Abstract

With newly available compact laser technology [1] we are capable of producing 100 PW-class laser pulses with a single-cycle duration on the femtosecond timescale. With this fs intense laser we can produce a coherent X-ray pulse that is also compressed, well into the hard X-ray regime (∼10 keV) and with a power up to as much as 10 Exawatts. We suggest utilizing these coherent X-rays to drive the acceleration of particles. Such X-rays are focusable far beyond the diffraction limit of the original laser wavelength and when injected into a crystal it forms a metallic-density electron plasma ideally suited for laser wakefield acceleration. If the X-ray field is limited by the Schwinger field at the focal size of ∼100 nm, the achievable energy is 1 PeV over 50 m. (If the X-rays are focused further, much higher energies beyond this are possible).
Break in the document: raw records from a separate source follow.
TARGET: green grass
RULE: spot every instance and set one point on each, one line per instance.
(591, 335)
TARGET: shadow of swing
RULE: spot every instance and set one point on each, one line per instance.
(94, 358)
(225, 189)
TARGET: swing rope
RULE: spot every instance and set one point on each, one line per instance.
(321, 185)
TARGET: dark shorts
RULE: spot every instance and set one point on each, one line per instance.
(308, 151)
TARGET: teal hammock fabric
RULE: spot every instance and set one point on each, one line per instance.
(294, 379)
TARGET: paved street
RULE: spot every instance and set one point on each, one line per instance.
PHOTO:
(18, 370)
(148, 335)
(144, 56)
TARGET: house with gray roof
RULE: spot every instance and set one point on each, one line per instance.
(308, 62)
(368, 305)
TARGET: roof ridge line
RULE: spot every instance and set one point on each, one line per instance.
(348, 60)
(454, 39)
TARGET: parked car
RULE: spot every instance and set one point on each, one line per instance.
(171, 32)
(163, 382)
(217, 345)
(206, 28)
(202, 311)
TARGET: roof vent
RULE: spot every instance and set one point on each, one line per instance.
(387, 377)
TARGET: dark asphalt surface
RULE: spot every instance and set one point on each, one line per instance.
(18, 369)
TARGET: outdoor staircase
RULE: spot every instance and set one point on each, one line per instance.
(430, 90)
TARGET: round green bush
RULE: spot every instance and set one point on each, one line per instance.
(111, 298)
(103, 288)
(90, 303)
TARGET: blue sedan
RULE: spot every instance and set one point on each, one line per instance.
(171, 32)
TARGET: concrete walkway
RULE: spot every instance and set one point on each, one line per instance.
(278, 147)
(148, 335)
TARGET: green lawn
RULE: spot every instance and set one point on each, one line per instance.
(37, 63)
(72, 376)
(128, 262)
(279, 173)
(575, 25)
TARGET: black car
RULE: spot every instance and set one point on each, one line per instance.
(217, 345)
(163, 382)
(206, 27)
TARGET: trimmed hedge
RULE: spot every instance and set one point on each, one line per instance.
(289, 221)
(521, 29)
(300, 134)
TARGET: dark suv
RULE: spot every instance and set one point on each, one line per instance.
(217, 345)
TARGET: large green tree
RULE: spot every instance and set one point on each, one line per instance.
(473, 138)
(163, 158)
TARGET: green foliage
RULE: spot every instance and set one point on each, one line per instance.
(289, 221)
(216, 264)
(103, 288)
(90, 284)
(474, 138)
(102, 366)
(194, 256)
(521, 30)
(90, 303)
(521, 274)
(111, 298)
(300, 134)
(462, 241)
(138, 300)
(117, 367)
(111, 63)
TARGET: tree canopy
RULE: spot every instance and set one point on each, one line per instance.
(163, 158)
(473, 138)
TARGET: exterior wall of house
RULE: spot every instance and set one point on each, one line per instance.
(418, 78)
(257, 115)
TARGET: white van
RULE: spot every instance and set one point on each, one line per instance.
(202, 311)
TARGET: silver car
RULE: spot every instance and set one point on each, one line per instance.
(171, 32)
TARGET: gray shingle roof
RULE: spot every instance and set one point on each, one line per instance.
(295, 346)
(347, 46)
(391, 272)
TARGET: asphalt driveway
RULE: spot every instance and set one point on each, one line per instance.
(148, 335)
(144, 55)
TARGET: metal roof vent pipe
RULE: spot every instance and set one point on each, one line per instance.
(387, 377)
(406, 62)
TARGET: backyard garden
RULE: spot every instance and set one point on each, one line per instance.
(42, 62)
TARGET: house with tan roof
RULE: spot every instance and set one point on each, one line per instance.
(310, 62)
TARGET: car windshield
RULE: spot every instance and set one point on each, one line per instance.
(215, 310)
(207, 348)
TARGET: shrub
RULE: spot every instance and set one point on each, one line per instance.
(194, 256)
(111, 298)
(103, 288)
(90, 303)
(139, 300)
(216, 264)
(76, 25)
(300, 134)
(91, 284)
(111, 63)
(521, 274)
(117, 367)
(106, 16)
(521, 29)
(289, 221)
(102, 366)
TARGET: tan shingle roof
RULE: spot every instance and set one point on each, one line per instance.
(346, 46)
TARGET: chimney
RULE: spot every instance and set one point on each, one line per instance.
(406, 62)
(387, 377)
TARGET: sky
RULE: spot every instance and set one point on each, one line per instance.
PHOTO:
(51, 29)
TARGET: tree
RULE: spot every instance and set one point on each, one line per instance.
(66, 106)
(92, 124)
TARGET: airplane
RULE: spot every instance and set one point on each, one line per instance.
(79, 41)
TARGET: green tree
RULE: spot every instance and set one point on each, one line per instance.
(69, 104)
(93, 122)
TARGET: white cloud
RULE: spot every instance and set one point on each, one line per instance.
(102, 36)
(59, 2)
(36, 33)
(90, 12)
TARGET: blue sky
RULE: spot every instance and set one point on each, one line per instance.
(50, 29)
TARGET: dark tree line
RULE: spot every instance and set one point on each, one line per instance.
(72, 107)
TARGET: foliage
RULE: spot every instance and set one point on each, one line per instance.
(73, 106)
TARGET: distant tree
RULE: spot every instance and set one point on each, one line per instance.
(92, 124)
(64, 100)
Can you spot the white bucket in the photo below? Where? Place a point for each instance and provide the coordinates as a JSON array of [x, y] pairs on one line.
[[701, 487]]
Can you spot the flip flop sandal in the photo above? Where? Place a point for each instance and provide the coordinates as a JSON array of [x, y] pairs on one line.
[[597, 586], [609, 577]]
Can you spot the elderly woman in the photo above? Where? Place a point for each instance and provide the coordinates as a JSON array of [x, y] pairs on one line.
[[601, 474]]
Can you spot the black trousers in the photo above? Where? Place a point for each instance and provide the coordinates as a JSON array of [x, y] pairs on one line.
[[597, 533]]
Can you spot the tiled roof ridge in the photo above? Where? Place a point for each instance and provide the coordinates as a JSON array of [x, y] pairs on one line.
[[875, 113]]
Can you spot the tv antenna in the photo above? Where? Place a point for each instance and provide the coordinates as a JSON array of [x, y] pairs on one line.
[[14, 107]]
These processes are not limited to only electron acceleration, and if ions are pre-accelerated to beyond GeV they are capable of being further accelerated using a LWFA scheme [2] to similar energies as electrons over the same distance-scales. Such high energy proton (and ion) beams can induce copious neutrons, which can also give rise to intense compact muon beams and neutrino beams that may be portable. High-energy gamma rays can also be efficiently emitted with a bril- liance many orders of magnitude above the brightest X-ray sources by this accelerating process, from both the betatron radiation as well as the dominant radiative-damping dynamics. With the exceptional conditions enabled by this technology we envision a whole scope of new physical phenomena, including: the possibility of laser self-focus in the vacuum, neutron manipulation by the beat of such lasers, zeptosecond spectroscopy of nuclei, etc. Further, we now introduce along with the idea of vacuum as a nonlinear medium, the Schwinger Fiber Accelerator. This is a self-organized vacuum fiber acceleration concept, in which the repeated process of self-focusing and defocusing for the X-ray pulse in vacuum forms a modulated fiber that guides the intense X-rays.